Según cifras de la Organización Internacional de las Migraciones (OIM), en 2022 más de 158.000 migrantes han cruzado el Darién. Los caminantes siguen soñando con su propio Norte. La mayoría huye de sangrientos conflictos étnicos, civiles y religiosos aún vigentes en todo el planeta. Otros sueñan con la libertad, un mundo sin persecución política y con la democracia. Una buena parte –ante el desplazamiento forzado; el acaparamiento legal e ilegal de tierras; el extractivismo y los efectos del cambio climático; el desempleo estructural o la caída sistemática de un modelo político y económico– decide abandonar sus casas y sus afectos en busca de un futuro mejor.

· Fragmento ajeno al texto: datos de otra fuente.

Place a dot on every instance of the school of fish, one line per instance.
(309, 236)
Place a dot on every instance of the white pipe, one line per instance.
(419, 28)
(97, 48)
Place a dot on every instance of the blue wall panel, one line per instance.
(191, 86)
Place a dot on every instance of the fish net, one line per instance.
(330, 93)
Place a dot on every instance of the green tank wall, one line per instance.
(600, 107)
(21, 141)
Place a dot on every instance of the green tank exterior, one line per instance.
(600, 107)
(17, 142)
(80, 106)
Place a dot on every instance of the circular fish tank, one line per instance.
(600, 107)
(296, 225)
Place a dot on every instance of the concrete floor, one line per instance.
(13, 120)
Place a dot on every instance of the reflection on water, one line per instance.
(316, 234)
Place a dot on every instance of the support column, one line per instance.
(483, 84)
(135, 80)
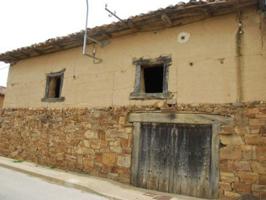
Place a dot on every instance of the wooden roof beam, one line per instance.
(166, 19)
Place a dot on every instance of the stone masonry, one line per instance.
(99, 142)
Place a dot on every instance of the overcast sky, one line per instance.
(24, 22)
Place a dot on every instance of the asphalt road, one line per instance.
(18, 186)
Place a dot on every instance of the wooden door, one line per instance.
(176, 158)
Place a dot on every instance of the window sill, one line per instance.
(53, 100)
(147, 96)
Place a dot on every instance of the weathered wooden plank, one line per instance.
(178, 118)
(177, 158)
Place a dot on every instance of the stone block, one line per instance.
(258, 167)
(231, 195)
(262, 180)
(242, 188)
(89, 134)
(225, 186)
(109, 159)
(231, 140)
(248, 152)
(124, 161)
(230, 153)
(228, 177)
(116, 149)
(255, 140)
(261, 153)
(247, 177)
(259, 188)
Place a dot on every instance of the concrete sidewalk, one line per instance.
(100, 186)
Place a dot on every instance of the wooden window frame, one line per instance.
(48, 77)
(139, 92)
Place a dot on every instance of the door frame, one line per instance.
(179, 118)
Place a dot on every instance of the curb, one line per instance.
(84, 182)
(57, 181)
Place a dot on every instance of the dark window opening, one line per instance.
(153, 78)
(54, 86)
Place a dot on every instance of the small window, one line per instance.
(54, 84)
(151, 79)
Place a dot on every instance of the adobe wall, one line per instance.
(2, 101)
(99, 141)
(203, 70)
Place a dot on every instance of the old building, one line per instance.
(172, 100)
(2, 96)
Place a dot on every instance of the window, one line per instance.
(151, 79)
(54, 84)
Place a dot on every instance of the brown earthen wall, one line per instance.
(99, 142)
(2, 97)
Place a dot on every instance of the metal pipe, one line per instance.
(112, 13)
(85, 31)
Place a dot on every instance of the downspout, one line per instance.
(239, 58)
(85, 30)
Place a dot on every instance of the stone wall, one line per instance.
(99, 142)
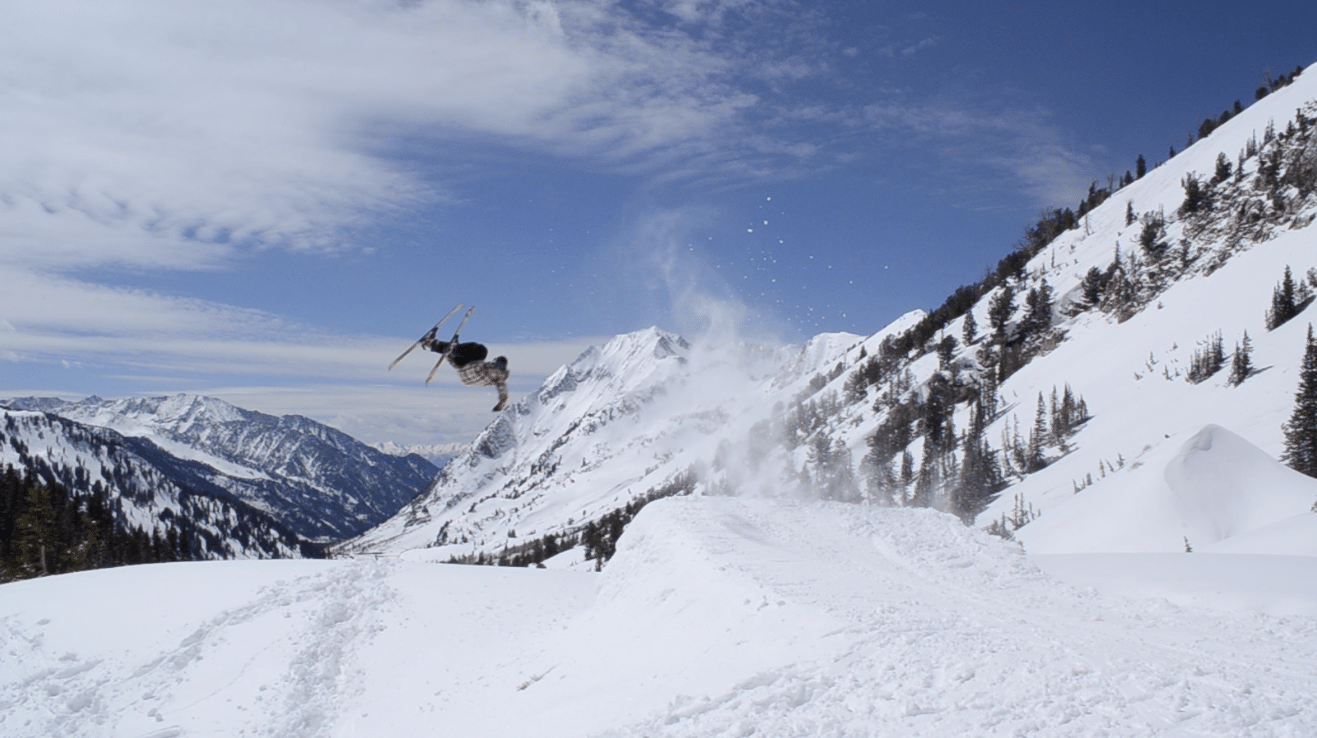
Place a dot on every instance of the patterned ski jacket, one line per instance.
(486, 374)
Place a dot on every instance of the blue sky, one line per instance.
(266, 200)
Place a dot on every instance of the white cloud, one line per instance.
(969, 135)
(158, 132)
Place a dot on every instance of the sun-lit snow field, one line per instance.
(717, 617)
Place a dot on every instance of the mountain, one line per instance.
(1085, 385)
(308, 480)
(138, 492)
(436, 454)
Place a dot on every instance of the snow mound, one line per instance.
(717, 617)
(1225, 486)
(1216, 490)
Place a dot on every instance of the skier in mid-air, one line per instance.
(472, 368)
(468, 359)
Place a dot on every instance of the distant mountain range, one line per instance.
(1067, 401)
(246, 482)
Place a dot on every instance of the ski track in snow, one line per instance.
(277, 666)
(717, 617)
(971, 639)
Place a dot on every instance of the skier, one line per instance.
(472, 368)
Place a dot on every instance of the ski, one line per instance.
(451, 344)
(428, 335)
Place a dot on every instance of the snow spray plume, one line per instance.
(760, 451)
(701, 301)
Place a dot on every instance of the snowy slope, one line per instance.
(320, 482)
(717, 617)
(87, 459)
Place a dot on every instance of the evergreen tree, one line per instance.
(906, 475)
(1222, 170)
(1283, 302)
(1092, 286)
(1242, 365)
(946, 349)
(1035, 459)
(1038, 316)
(1195, 197)
(1300, 452)
(1154, 232)
(1000, 310)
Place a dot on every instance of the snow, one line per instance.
(1214, 489)
(717, 617)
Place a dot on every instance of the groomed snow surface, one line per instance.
(717, 617)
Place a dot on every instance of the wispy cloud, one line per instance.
(987, 142)
(175, 128)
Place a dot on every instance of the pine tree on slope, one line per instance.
(1283, 302)
(1300, 451)
(1242, 365)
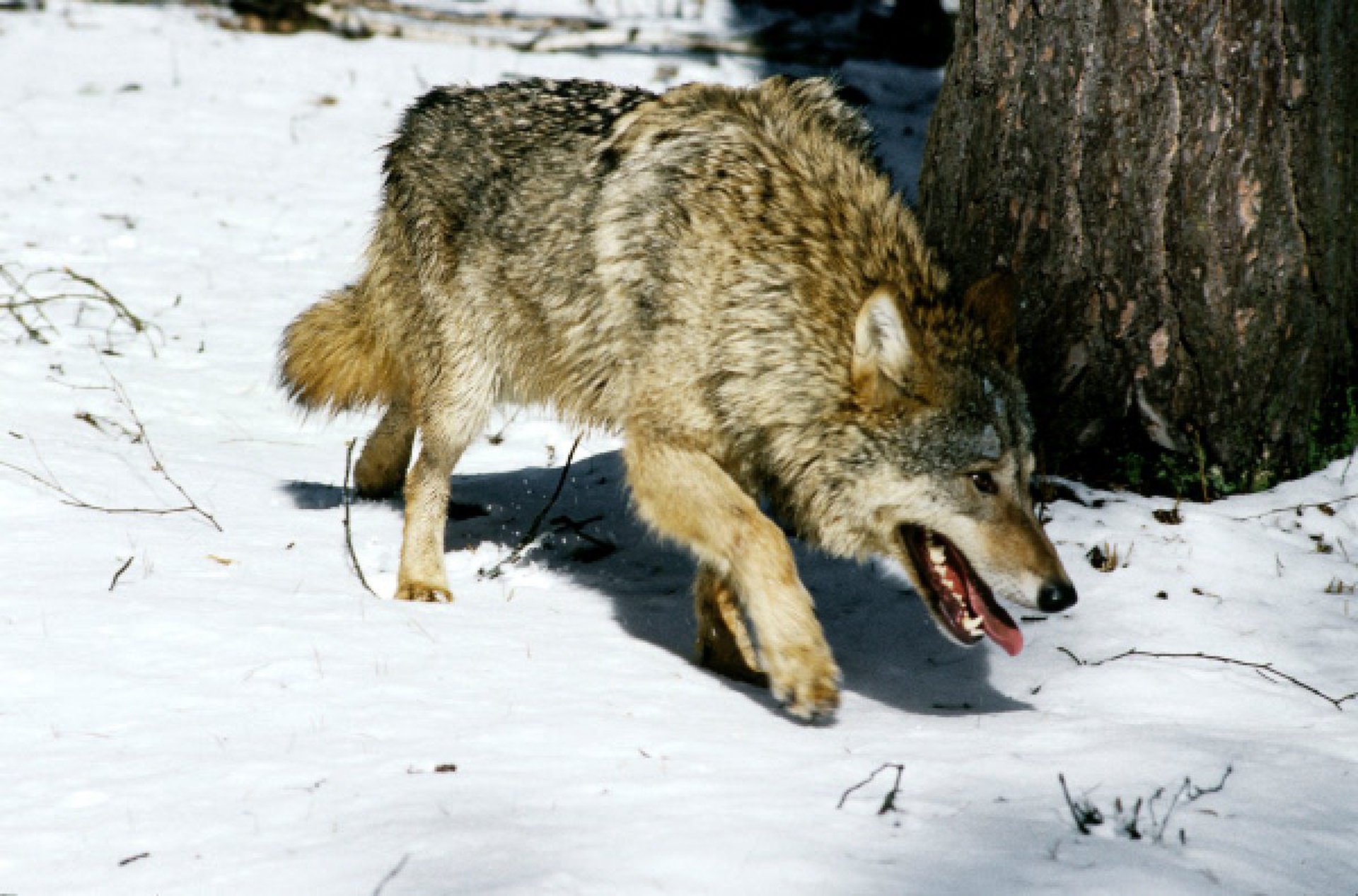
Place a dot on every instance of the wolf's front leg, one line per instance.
(382, 466)
(450, 419)
(686, 496)
(724, 644)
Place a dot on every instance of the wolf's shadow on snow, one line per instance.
(879, 630)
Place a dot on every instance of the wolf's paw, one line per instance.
(424, 593)
(806, 680)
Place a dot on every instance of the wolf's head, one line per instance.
(937, 475)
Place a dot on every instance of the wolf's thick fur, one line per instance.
(726, 277)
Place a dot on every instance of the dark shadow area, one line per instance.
(826, 33)
(882, 636)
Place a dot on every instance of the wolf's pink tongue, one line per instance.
(996, 622)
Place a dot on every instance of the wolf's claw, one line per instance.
(424, 593)
(806, 680)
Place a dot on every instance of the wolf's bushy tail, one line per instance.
(335, 359)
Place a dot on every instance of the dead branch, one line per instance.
(1084, 812)
(1267, 668)
(144, 438)
(348, 525)
(888, 803)
(535, 527)
(1188, 792)
(1086, 815)
(141, 438)
(1296, 508)
(29, 308)
(121, 571)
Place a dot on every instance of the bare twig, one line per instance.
(158, 465)
(1188, 792)
(29, 308)
(144, 438)
(1260, 667)
(535, 527)
(121, 571)
(888, 803)
(1296, 508)
(348, 540)
(1086, 813)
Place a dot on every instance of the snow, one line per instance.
(236, 714)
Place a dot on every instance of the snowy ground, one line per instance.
(234, 714)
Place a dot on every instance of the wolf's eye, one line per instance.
(985, 482)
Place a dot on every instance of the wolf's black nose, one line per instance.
(1055, 598)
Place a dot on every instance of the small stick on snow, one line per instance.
(1260, 667)
(535, 527)
(348, 535)
(121, 571)
(888, 803)
(144, 438)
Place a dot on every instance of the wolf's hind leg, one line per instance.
(724, 644)
(450, 420)
(386, 455)
(685, 494)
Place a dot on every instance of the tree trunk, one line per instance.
(1175, 185)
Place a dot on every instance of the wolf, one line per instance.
(726, 277)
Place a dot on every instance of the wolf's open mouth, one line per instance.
(955, 593)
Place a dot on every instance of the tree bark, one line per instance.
(1175, 185)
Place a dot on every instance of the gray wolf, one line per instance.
(726, 277)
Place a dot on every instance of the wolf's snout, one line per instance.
(1057, 596)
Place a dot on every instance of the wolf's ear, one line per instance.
(993, 303)
(883, 352)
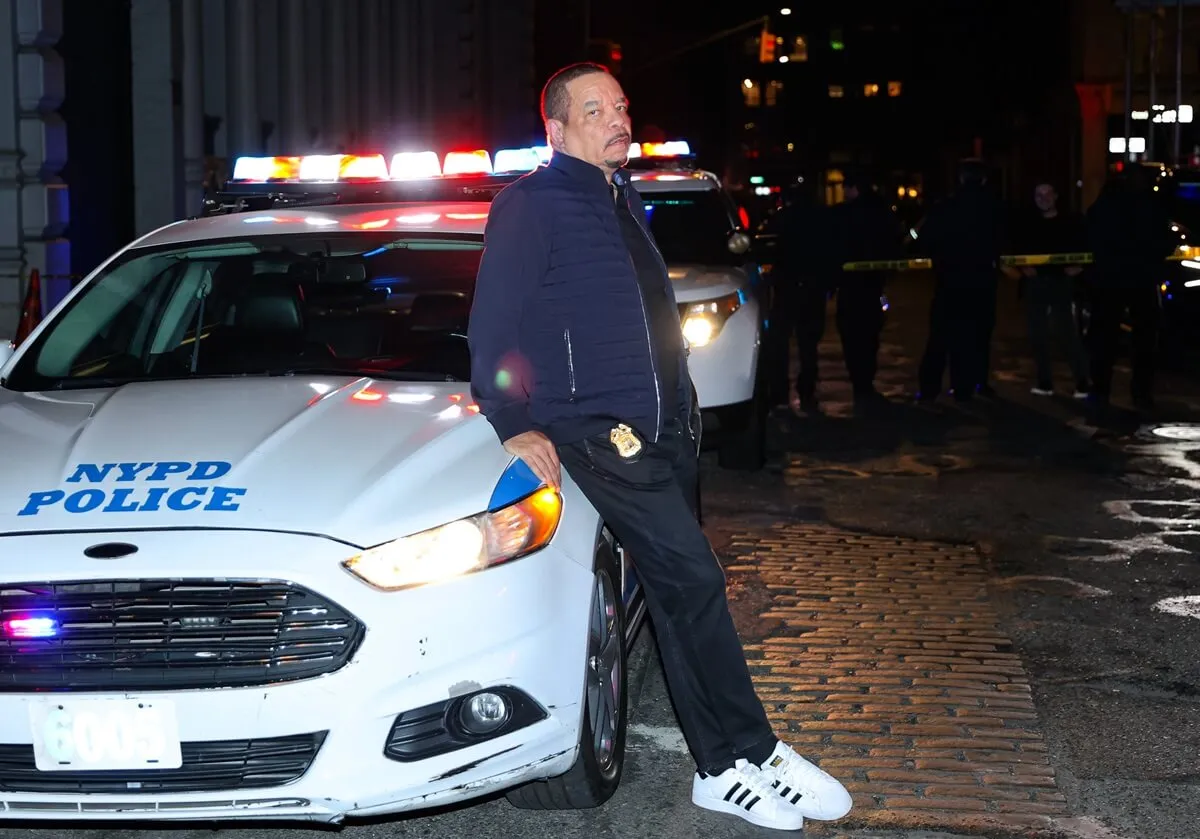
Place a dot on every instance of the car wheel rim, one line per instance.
(604, 673)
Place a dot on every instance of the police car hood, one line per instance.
(358, 460)
(695, 282)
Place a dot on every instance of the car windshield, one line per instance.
(691, 227)
(370, 304)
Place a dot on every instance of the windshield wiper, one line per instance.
(365, 372)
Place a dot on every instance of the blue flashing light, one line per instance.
(515, 160)
(515, 484)
(30, 627)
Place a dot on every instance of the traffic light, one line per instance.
(766, 47)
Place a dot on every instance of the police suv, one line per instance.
(706, 243)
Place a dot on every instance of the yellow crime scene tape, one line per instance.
(1017, 261)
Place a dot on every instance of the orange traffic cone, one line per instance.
(30, 310)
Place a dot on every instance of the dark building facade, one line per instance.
(904, 91)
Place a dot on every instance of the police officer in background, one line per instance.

Aunque las causas pueden ser diferentes, y en muchos casos combinadas e interconectadas entre sí, los une el sueño de coronar el destino americano.
A pesar de los esfuerzos multilaterales impulsados por los Estados Unidos para disminuir el flujo de migrantes, solo en septiembre se registró un nuevo récord: más de 58.000 personas cruzaron el Tapón del Darién, pese a la intensa temporada de lluvia. La nueva oleada involucra especialmente ciudadanos venezolanos (casi el 75 %), aunque es importante resaltar que el nuevo pico también deriva de una expansión y diversificación geográfica de los caminantes: a los ciudadanos latinoamericanos y caribeños (en especial de Venezuela, Haití y Cuba) se están sumando ciudadanos de otras latitudes como África, Oriente Medio y Asia: cameruneses, angolanos, nigerianos, bengaleses, paquistaníes y sirios.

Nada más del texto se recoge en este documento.